By G. Jefferson Price III
A few questions come to mind after Israeli Prime Minister
Binyamin Netanyahu’s speech to members of Congress.
Netanyahu repeatedly proclaimed his
gratitude for the abiding U. S. support of Israel. “I want to thank you, Democrats and Republicans, for your common support for
Israel, year after year, decade after decade. . . . Thank you America. Thank
you for everything you do for Israel.”
Here’s a question: What have you done for the United States, Bibi? Is it
the construction of all those settlements illegally placed on occupied
territory in East Jerusalem, the West Bank and the Golan Heights in direct
defiance of international law and the specific policy of the United States
government? Is it the relentless Israeli blockade of the Gaza Strip marked by
the occasional retaliatory assaults using U.S. supplied weapons, that in the
last round left almost 2,000 Palestinians dead, the vast majority of them
innocent civilians?
Netanyahu’s adoring supporters in Congress
would not pose these questions but the Israeli newspaper Ha’aretz raised the
issue in an editorial that appeared the day after Netanyahu’s speech, declaring
that he ignored . “the
real existential threat to Israel and its ability to survive as a “Jewish and
democratic state”: the unending occupation of the territories. Israel’s
insistence on ruling over millions of Palestinians in the West Bank who lack
civil rights, expanding the settlements and keeping residents of the Gaza Strip
under siege is the danger that threatens its future.”
Or, in the catalog of
what Netanyahu has done for the United States, might we include his personal
part 13 years ago in the drumbeat for the invasion of Iraq.
The Israeli prime minister’s
speech to Congress this week was a redux of the case that Netanyahu – out of office at the time -- was making in print and in person before
congress 13 years ago joining in the clamor for a U.S. invasion of Iraq.

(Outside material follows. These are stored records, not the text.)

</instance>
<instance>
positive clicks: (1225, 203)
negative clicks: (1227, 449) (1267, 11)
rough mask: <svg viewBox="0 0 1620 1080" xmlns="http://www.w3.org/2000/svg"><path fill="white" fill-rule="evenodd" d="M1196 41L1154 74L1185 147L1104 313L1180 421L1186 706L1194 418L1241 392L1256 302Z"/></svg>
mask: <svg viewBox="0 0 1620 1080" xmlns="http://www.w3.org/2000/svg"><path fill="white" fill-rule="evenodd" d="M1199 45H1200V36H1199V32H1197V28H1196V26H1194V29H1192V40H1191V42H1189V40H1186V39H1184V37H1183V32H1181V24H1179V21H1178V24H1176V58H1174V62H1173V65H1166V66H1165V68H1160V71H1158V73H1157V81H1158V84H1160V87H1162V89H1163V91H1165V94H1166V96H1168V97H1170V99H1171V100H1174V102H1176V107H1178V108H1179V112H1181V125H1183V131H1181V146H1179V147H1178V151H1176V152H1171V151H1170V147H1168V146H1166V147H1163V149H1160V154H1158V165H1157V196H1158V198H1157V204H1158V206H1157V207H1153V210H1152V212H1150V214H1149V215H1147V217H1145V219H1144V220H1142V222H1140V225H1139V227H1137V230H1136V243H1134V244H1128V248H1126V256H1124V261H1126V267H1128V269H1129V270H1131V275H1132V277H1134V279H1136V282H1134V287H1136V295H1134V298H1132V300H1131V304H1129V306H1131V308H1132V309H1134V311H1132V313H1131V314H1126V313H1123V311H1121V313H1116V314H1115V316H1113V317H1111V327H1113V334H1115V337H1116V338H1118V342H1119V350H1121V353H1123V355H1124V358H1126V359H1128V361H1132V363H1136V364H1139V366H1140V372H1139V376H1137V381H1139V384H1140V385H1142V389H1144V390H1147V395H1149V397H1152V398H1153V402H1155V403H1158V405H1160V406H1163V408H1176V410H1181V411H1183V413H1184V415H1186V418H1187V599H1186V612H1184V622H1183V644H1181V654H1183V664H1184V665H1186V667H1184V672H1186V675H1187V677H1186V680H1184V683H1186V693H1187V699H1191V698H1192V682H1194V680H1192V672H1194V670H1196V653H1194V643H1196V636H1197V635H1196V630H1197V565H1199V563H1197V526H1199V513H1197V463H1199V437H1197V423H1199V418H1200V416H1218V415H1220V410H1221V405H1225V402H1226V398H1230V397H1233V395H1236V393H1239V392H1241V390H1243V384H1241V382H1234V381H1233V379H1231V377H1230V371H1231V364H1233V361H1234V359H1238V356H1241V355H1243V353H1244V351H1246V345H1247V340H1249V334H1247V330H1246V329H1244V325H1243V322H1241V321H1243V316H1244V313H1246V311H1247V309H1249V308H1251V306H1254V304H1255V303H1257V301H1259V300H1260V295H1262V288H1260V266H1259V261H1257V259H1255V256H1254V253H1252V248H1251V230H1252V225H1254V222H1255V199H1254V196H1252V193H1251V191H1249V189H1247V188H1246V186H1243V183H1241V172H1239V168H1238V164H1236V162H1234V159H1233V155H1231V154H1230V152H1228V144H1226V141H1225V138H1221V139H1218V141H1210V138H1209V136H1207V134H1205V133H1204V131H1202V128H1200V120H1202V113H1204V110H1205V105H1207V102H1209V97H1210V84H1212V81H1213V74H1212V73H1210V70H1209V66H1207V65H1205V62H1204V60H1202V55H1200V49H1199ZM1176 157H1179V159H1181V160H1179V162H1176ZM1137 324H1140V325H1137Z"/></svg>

Writing in the Wall Street Journal Netanyahu declared “Two
decades ago it was possible to thwart Saddam's nuclear ambitions by bombing a
single installation [as Israel had done in 1981]. Today nothing less than
dismantling his regime will do. For Saddam's nuclear program has changed. He no
longer needs one large reactor to produce the deadly material necessary for
atomic bombs. He can produce it in centrifuges the size of washing machines
that can be hidden throughout the country – and Iraq is a very big country.
Even free and unfettered inspections will not uncover these portable
manufacturing sites of mass death.”
There were no nukes in Iraq, nor were there any of the other
weapons of mass destruction that the circle of Bush neo-cons, joined by Israeli
hawks like Netanyah, claimed there were in order to justify the invasion of
Iraq. The price to America: More than four
thousand Americans killed in Iraq; more than 32,000 wounded. Some estimates put
the number of Iraqis killed at more than 200,000. Finally, when it’s all added up, estimates
are that the war in Iraq will have cost the U.S. taxpayer somewhere between two
and three trillion dollars. That’s not to mention the power vacuum caused by
regime change that left Iran with unprecedented sway in Baghdad and ISIS holding
terrifying sway in northern Iraq.
So what does the United
States get in return “for everything you’ve
done for Israel?” Judging by Tuesday’s scene in the capitol, it’s the
opportunity to stand in thunderous applause on the side of whatever Netanyahu
believes is best not only for Israel, but for the United States as well. That
seems to be good enough for Republican Speaker John Boehner and pretty much all
the members of his party in Congress.
But there were exceptions for which
Americans may be grateful in the long run. They include the 50 who refused to
attend the Netanyahu adoration exercise. And there was, most powerfully, Rep.
Nancy Pelosi, the House Minority Leader who was understandably outraged by the
whole show: “I was near tears
throughout the Prime Minister's speech -- saddened by the insult to the
intelligence of the United States . . .
and saddened by the condescension toward our knowledge of the threat
posed by Iran and our broader commitment to preventing nuclear proliferation."